Menace sur la réélection de Macron?
Selon les informations du Monde, les magistrats de la CJR pourraient également s’intéresser à la gestion du troisième confinement de février-mars dernier. Emmanuel Macron avait alors délibérément refusé de suivre l’avis du Conseil scientifique qui préconisait de reconfiner le pays dès le mois de janvier.
Mais les juges sont confrontés à un obstacle de taille: les décisions prises par l’exécutif en Conseil de défense sanitaire sont classifiées et protégées par le secret d’État. Sollicités par les enquêteurs, les conseillers élyséens se sont en outre retranchés derrière l’immunité constitutionnelle garantie au Président de la République durant son mandat.

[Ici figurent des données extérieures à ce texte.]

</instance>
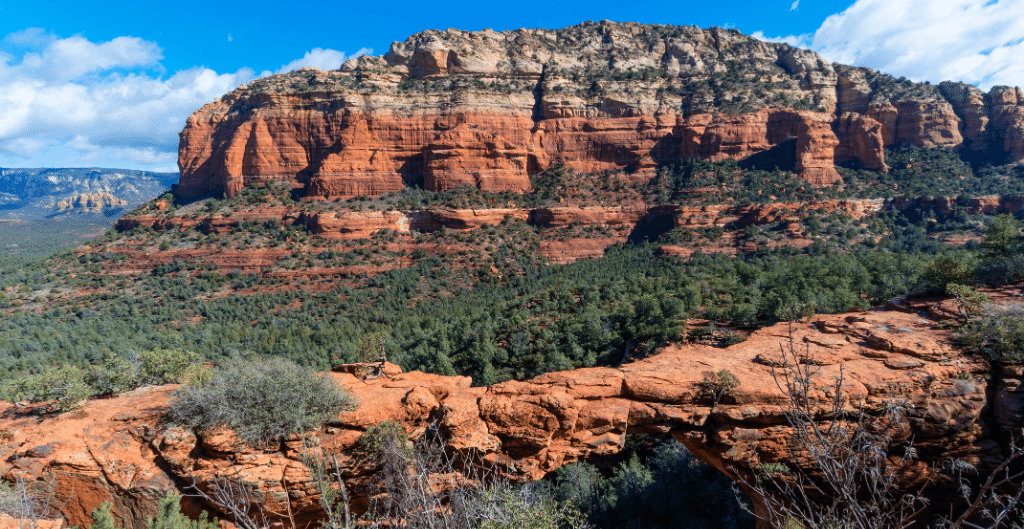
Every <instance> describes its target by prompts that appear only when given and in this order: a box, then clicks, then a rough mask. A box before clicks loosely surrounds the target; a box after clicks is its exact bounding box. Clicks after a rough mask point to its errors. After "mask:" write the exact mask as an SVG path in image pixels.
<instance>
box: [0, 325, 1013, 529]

«Voilà ce que j’appelle une tyrannie. Les décisions prises par le Conseil de défense sanitaire sont totalement opaques. Quel est l’intérêt de ce Conseil de défense alors que nous avons plusieurs organes chargés d’évaluer la situation sanitaire? La réponse est simple: le secret d’État permet aux participants de ne pas avoir à rendre de comptes et de ne pas avoir à se soustraire au pouvoir judiciaire», s’agace Di Vizio.
Quoi qu’il en soit, les poursuites de la CJR interviennent à un moment délicat pour l’exécutif. Alors qu’une partie de l’élection pourrait se jouer sur la gestion de la crise sanitaire, une mise en examen d’un ministre ou d’un ancien ministre pourrait être désastreuse pour le pouvoir. Selon le dernier baromètre Elabe, la cote de confiance d’Emmanuel Macron, en progression de 3 points, est au plus haut depuis un an (37%). «Jusqu’ici tout va bien», serait-on tenté de dire.